Now that you’ve made sure that a puffer is the right type of fish for you, it’s time to start setting up the correct environment for your future finned friend to live in. This should always be done in advance, well before you make a move to purchase a fish, because a puffer requires a fully cycled tank. You will need to regularly monitor your water parameters to determine when the tank is ready for a puffer, so I would recommend picking up a quality water test kit now – you’ll be using it a lot from here on out. I personally use the freshwater master test kit by API because I prefer the accuracy that liquid drops offer in comparison to strip tests.
So, what are the essential components of the perfect puffer tank? Well, you will need to provide the following:
- Space – Because your puffer will excrete a lot of ammonia and other waste into the water, it’s very important to make sure there is enough volume to dilute the toxins. Smaller-medium puffers usually do well in 30 gallon tanks, while large species will obviously require larger tanks. Do your research first so you know how much tank space you will need to provide, and don’t put off buying an adequately sized tank for later. Just get it now so you aren’t stuck in a bind when you have to upgrade your puffer’s tank and there isn’t any money to do so.
- Hiding places – Terra cotta pots, drift wood, and regular tank decorations all work well to break up your puffer’s line of sight, thus reducing the chances that they will start glass surfing out of boredom. Just remember that you need to check all decorations and other objects for sharp edges that can hurt your puffer’s skin. Additionally, it’s always a good idea to make sure that none of the decorations you use have small holes that your puffer can get stuck in, and I would recommend avoiding hollow ornaments.
- Plants for cover when they’re out exploring – You can use fake plants, real ones or a combination of both. Your puffer won’t care; it’s an aesthetic decision on your part. If you choose fake, consider using silk plants because they are easier to keep weighted down than their plastic counterparts. On the other hand, if you want to use live plants in your puffer tank I would recommend broad leafed types. Our puffers constantly uproot small plants, like Anacharis, and our Congo (T. miurus) likes to bite the stems of smaller plants in half.
- Sand or smooth rock for substrate – If you have a species of freshwater puffer that likes to bury itself underneath the substrate, then you should really opt for sand because it won’t cause sores on their nose when they try to burrow – pebbles and larger rocks don’t move well, and they won’t be happy if their natural inclination to bury themselves is inhibited. However, if you have an active species, then by all means use whatever substrate you want provided that it’s aquarium safe and smooth to the touch. I personally like buying large bags of pool filter sand because it’s cheap and it stays weighted down pretty well when I use the gravel vac.

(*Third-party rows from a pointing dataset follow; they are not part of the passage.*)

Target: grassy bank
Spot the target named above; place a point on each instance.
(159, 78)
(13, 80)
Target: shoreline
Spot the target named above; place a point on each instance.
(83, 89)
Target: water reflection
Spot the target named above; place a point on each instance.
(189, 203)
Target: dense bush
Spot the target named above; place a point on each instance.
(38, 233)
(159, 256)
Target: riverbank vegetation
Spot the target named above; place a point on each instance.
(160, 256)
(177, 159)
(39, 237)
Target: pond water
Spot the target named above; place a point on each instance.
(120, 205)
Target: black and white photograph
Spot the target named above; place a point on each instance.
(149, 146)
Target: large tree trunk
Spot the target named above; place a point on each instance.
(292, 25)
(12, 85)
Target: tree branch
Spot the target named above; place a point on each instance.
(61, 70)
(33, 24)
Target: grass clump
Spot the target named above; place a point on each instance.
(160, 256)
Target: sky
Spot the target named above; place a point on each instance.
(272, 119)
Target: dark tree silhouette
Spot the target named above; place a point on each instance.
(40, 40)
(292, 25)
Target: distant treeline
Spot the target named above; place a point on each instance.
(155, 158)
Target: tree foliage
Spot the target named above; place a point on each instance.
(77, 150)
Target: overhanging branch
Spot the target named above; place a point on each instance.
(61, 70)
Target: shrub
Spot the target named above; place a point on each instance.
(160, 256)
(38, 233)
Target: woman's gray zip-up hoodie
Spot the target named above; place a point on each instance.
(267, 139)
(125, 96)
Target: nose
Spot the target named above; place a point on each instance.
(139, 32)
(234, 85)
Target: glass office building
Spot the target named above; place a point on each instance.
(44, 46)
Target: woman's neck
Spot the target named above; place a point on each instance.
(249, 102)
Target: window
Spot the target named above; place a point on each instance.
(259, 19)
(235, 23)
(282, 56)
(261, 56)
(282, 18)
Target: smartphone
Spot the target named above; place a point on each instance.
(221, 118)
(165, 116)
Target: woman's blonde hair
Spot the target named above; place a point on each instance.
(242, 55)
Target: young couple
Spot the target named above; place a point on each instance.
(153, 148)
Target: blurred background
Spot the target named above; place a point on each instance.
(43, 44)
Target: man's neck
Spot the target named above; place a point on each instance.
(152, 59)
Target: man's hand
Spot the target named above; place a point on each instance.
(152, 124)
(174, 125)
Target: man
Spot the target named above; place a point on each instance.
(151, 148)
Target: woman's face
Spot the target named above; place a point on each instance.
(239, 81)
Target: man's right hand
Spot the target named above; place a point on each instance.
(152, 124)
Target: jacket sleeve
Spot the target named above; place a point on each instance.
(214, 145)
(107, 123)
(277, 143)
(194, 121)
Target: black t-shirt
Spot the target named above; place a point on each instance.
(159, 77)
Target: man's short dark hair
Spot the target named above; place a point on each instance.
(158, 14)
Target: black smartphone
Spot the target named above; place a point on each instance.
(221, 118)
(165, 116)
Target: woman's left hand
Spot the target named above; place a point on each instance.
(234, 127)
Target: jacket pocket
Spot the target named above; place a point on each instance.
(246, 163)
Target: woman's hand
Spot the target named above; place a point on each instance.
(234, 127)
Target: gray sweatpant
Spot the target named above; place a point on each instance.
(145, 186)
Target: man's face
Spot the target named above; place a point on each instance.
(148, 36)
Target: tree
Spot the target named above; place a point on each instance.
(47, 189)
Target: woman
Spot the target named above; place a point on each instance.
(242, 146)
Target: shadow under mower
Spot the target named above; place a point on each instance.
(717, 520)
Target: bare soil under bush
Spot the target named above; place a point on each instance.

- Excellent filtration – In addition to ensuring that your puffer has a large enough tank, you will also need to make sure you have a good source of filtration, as well. I use HOB (hand on the back) filters on my 50 gallon and smaller tanks; my preference is Aquaclear and Marineland because they have proven to be very quiet, reliable filters over the past six years. Most of these tanks have two filters running on them, too, for added filtration. Anything larger gets an appropriately rated canister filter – again, I like Marineland, but that’s just me; Eheim is also a very good brand of quality canister filters.
- Heater – Pretty self explanatory. I recommend using two smaller heaters for larger tanks because it’s always nice to have a backup if something goes wrong with the other one.
- Aquarium hood or glass lid – This is a very important part; puffers can and will jump out of the water if they want to. I’m pretty sure our Fahaka (T. lineatus) would launch himself out of the water if I left the lid off whenever I start getting the food out. A lid also serves as the first line of protection your puffer has against outside contaminants, like air fresheners, from entering their tank.
- Thermometer – Aquarium heaters can malfunction, and the temperature in your tank is going to be largely based on the ambient temp in the room. You should always check the water temperature at least twice a day to make sure that everything in under control. A sudden spike in temperature can at best put your puffer into shock, and at worst leave you with a dead fish.
Other supplies you might want to have on hand:
In my own puffer tanks, I like using drift wood and live plants. It’s a personal preference, and you can always use plastic plants and fake aquarium decorations to create an awesome tank, as well. I’m just partial to natural looking fish tanks because I don’t feel as home sick when I can’t get outside for a hike. The key is that you’re providing your puffer with enough cover so that it feels secure, excellent filtration to combat their copious waste production, and plenty of things to explore so they don’t become bored.
On a final note, keep in mind that maintaining consistent water chemistry is more important than getting the pH just right. Puffers are very hardy fish once they are acclimated to their new tank, and most freshwater species do perfectly well in a wide pH range. You will do more harm constantly yo-yoing the water chemistry by adding chemicals to alter things.